IEEE 802.11p, the known standard for Vehicular Adhoc NETworks (VANETs), suffers from scalability issues and unbounded delay. In addition, the desire to use networks already in existence has created motivation for using cellular networks for vehicular applications. LTE-Advanced is one of the most promising access technologies in the wireless field, providing high data rate, low latency, and a large coverage area. Thus, LTE/LTE-A can be potential access technologies for supporting vehicular applications. Vehicular safety applications are based on broadcasting messages to neighboring vehicles. The vehicle location precision is crucial for safety applications. Thus, the freshness of the information (i.e. vehicle location) at the neighboring vehicles is very important. As LTE is an infrastructure-based network, all transmissions should pass through it. When the load of the network is high compared to the available resources, large delays may occur.

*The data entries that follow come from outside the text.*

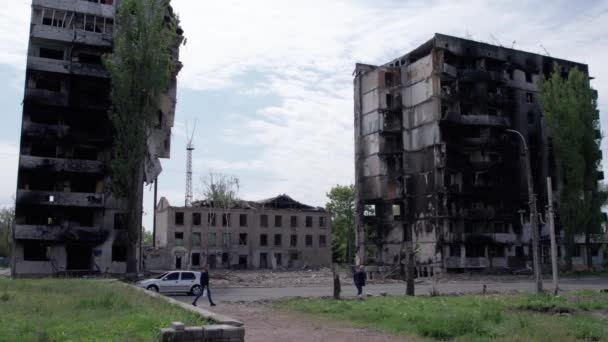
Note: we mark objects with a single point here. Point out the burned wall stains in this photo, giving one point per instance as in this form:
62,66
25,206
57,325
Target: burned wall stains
429,139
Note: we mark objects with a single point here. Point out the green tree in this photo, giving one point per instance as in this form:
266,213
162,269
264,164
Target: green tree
141,68
7,219
342,206
570,105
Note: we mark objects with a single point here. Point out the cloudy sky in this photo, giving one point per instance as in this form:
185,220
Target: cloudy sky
270,81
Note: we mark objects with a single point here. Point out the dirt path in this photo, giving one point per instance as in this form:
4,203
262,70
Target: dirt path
264,324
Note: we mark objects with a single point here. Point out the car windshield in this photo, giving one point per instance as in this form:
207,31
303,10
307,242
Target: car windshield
161,276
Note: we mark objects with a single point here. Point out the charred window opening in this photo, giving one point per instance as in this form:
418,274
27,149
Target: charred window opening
389,80
308,221
196,219
263,240
225,220
196,239
322,241
120,221
293,241
369,210
44,150
308,240
85,153
243,239
475,251
89,58
179,218
35,251
396,208
211,239
264,220
211,219
119,253
179,238
48,83
455,250
51,53
196,259
529,98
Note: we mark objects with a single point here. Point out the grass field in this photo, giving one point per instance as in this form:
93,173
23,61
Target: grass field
82,310
574,316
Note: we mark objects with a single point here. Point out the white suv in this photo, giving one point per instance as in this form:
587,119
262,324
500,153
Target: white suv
174,281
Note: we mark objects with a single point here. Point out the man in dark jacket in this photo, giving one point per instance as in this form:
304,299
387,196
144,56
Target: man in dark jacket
204,285
359,279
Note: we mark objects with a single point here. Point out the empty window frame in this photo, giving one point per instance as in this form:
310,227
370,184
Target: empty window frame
293,240
243,239
119,253
179,238
196,219
263,240
35,251
196,239
211,219
322,241
264,221
226,239
308,240
212,240
196,259
308,221
179,218
225,220
294,221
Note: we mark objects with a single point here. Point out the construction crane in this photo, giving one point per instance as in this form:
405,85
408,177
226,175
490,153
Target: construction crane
189,149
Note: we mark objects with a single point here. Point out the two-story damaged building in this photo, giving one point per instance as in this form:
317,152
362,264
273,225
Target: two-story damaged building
275,233
432,156
67,219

The focus of this thesis is to propose solutions to make LTE suitable for vehicular safety applications. The first solution is to adapt the vehicular safety application to be suitable in LTE network. For this purpose, we propose an adaptation of the safety message generation rate. This adaptation uses a queueing model to compute the freshness of the information of vehicles at the destination, based on their message generation rates. It then adjusts the generation periods to provide a similar accuracy for all vehicles. The second approach is to modify the LTE and make it suitable for these kinds of applications. Thus, we proposed a scheduler for LTE which is suitable for vehicular safety applications. It considers the speed and location of the vehicles to allocate the resources to them for the transmission of safety messages. We also studied the message dissemination in the downlink, and proposed an efficient way to deliver the safety messages to the neighboring vehicles. Finally, we propose a scheme that uses both LTE-D2D and LTE-cellular communication for the transmission of safety messages. The centralized location information is used for Device-to-Device (D2D) pair discovery and resource allocation. The proposed scheme provides resource efficiency by enabling the reuse of the resources by vehicles. We also study the effect of the awareness range and period of updating location information at the server on resource usage and accuracy of D2D pair detection.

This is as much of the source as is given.